Weemaes M, Martens S, Cuypers L, van Elslande J, Hoet K, Welkenhuysen J, Goossens
R, Wouters S, Houben E, Jeuris E, Jeuris K, Laenen L, Bruyninckx K, Beuselinck K,
André E, Depypere M, Desmet S, Lagrou K, Van Ranst M, Verdonck AKLC, Goveia J
Laboratory information system requirements to manage the COVID-19 pandemic: A report
from the Belgian national reference testing center
J Am Med Inform Assoc 2020;27(8):1293–9
The paper describes the challenges faced by the Belgian National Reference Center
for COVID-19 testing at the University Hospitals Leuven, when demand passed allocated
surge capacity during the initial phases of the COVID-19 pandemic. This includes the
design, implementation and requirements of laboratory information system (LIS) functionality
related to managing increased test demand during the COVID-19 crisis. In particular,
all phases in laboratory testing were streamlined: the pre-laboratory phase (test
ordering, sample packaging, and shipping); the pre-analytical phase (sample registration,
tracking, and test prioritization); and the post-analytical phase (automated reporting
and facilitating data-driven policy-making). Apart from COVID-19 testing, the laboratory
concerned performs more than 12,000,000 lab tests a year. The LIS is in-house developed
and maintained by a dedicated team. The system includes a computerized physician order
entry (CPOE) module for in-house test ordering, which is fully integrated into the
electronic health record (EHR). All external orders were initially paper-based and
required that request forms accompany the sample. In the course of the analysis, 17
major challenges were identified in the different phases of the testing process. Selected
solutions included: a COVID-19 specific CPOE module was linked to both the LIS and
EHR, allowing to automatically retrieve demographic information, which dramatically
improved metadata completeness; a “COVID-19 status” button on the main page of the
EHR of each patient was displayed, showing in real-time the results of SARS-CoV-2
laboratory testing; a database with contact details and preferred reporting methods
(e.g., fax, email, electronic mailbox system) of every laboratory in Belgium was compiled,
to enable automated test reporting (resulted in more than 98% automated reporting).

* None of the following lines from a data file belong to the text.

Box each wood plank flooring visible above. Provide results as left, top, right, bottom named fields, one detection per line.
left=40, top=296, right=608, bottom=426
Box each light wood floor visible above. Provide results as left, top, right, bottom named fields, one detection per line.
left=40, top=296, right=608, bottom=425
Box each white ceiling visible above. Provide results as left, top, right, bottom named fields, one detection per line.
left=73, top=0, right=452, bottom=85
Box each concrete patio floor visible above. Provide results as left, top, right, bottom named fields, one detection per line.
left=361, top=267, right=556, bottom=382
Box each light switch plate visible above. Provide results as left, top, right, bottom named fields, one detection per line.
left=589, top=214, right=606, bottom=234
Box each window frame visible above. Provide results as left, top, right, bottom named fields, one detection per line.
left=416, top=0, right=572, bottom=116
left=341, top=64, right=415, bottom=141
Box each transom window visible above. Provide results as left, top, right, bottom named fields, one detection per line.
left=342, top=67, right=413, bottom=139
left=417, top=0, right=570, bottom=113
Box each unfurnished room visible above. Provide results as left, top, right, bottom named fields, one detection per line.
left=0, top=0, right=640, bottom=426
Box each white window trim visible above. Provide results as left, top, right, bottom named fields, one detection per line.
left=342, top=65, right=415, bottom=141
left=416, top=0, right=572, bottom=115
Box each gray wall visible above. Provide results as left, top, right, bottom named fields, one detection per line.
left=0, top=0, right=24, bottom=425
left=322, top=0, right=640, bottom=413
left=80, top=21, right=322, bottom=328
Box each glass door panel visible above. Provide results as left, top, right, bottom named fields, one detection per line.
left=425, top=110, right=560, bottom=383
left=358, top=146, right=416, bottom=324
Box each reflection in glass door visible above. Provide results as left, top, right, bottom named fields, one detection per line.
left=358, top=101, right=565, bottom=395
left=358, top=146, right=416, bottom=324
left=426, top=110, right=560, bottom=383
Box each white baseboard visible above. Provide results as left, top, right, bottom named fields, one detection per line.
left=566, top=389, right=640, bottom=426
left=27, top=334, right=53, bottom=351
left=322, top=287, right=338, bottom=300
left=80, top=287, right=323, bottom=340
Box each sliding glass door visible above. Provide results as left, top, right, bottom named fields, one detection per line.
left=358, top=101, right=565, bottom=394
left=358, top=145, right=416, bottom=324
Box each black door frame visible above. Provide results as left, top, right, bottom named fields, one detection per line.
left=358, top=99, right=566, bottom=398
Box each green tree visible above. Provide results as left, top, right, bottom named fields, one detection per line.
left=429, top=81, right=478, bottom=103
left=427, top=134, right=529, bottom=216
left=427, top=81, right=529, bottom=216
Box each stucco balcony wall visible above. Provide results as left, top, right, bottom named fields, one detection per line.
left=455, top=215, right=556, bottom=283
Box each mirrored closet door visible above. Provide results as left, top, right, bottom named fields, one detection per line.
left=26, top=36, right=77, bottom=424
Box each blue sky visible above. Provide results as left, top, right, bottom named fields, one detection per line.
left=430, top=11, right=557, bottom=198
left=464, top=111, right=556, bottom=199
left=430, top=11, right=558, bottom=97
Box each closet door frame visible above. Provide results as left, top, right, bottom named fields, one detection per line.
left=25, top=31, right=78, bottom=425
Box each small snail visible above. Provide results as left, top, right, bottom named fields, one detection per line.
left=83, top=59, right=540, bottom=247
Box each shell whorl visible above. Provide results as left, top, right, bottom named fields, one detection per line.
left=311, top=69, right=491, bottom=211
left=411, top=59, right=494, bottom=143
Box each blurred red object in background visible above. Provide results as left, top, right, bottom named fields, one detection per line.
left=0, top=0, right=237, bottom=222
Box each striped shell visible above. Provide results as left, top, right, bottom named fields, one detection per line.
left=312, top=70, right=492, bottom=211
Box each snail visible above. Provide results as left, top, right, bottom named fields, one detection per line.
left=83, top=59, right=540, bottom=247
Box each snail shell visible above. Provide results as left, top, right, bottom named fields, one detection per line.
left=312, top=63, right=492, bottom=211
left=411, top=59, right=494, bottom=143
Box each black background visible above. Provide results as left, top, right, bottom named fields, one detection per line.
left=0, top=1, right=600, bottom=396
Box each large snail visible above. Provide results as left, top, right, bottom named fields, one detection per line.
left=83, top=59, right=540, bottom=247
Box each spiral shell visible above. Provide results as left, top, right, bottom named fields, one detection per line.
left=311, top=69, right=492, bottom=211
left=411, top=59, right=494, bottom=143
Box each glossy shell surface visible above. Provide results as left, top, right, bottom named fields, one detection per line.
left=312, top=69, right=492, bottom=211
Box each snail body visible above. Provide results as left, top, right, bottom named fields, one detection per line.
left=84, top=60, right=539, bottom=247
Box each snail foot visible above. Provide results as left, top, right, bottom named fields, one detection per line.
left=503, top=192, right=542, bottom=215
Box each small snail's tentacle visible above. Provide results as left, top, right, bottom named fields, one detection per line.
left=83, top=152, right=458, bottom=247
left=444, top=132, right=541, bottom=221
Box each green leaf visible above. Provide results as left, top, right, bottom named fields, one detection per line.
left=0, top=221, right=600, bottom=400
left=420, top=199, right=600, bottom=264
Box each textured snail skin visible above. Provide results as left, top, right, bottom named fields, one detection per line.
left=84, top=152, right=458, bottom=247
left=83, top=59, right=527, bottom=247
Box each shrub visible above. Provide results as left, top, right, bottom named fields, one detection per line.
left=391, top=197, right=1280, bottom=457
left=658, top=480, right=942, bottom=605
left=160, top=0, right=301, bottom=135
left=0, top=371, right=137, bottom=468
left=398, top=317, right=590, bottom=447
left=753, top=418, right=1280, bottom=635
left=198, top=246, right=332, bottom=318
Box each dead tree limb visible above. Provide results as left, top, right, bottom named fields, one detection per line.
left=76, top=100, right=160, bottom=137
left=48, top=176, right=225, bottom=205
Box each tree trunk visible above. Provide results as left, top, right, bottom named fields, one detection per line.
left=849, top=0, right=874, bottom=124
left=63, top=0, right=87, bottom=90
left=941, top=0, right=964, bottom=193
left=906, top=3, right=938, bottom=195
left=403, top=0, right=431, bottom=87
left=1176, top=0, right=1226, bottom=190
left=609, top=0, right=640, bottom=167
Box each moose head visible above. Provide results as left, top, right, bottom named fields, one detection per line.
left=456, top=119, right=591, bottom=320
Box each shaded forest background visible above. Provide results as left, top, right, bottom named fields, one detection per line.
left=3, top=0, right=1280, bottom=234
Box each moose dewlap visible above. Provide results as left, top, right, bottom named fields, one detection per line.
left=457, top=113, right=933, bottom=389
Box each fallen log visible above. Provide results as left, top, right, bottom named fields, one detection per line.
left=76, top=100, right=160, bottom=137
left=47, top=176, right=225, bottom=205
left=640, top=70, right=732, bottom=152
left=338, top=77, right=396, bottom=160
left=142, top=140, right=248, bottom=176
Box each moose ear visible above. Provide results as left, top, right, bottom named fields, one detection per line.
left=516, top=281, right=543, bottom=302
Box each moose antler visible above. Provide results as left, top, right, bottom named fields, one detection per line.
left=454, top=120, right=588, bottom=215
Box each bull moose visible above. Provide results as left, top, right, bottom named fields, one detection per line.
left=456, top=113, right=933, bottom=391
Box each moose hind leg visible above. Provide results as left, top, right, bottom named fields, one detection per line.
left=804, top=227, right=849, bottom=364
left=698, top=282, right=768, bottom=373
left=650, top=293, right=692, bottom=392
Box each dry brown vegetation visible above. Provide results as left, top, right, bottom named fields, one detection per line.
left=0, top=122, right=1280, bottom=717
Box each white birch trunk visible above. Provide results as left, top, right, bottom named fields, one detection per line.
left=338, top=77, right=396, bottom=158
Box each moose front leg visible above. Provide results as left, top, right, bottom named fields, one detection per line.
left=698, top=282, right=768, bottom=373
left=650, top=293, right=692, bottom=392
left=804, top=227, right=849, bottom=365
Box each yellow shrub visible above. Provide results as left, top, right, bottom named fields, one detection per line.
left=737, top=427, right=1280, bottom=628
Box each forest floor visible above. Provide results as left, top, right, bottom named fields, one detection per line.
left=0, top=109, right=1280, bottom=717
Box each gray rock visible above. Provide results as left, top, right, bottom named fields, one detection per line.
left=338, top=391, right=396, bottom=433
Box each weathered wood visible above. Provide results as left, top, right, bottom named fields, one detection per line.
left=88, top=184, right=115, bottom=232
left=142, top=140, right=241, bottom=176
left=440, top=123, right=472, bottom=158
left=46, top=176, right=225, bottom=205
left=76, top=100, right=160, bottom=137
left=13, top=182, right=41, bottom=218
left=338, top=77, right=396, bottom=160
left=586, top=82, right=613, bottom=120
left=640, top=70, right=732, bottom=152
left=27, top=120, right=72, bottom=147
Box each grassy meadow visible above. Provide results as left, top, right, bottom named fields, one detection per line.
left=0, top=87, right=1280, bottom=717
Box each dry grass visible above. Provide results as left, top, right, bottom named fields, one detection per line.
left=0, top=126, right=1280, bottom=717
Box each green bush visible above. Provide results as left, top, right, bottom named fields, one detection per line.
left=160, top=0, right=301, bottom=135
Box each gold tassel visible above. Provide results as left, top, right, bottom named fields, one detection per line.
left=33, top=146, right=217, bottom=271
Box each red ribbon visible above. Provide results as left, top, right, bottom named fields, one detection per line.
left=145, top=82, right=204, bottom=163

To successfully implement such changes in a short time, several prerequisites apply.
The authors, therefore, recommend that crisis management teams not only consist of
staff focused on increasing analytical capacity but also information technology-staff
and to apply change management frameworks. To summarize, the most effective solutions
reported were to streamline sample ordering through a CPOE system and reporting by
developing a database with contact details of all laboratories in Belgium. In addition,
the implementation of R/Shiny-based statistical tools facilitated epidemiological
reporting and enabled explorative data mining.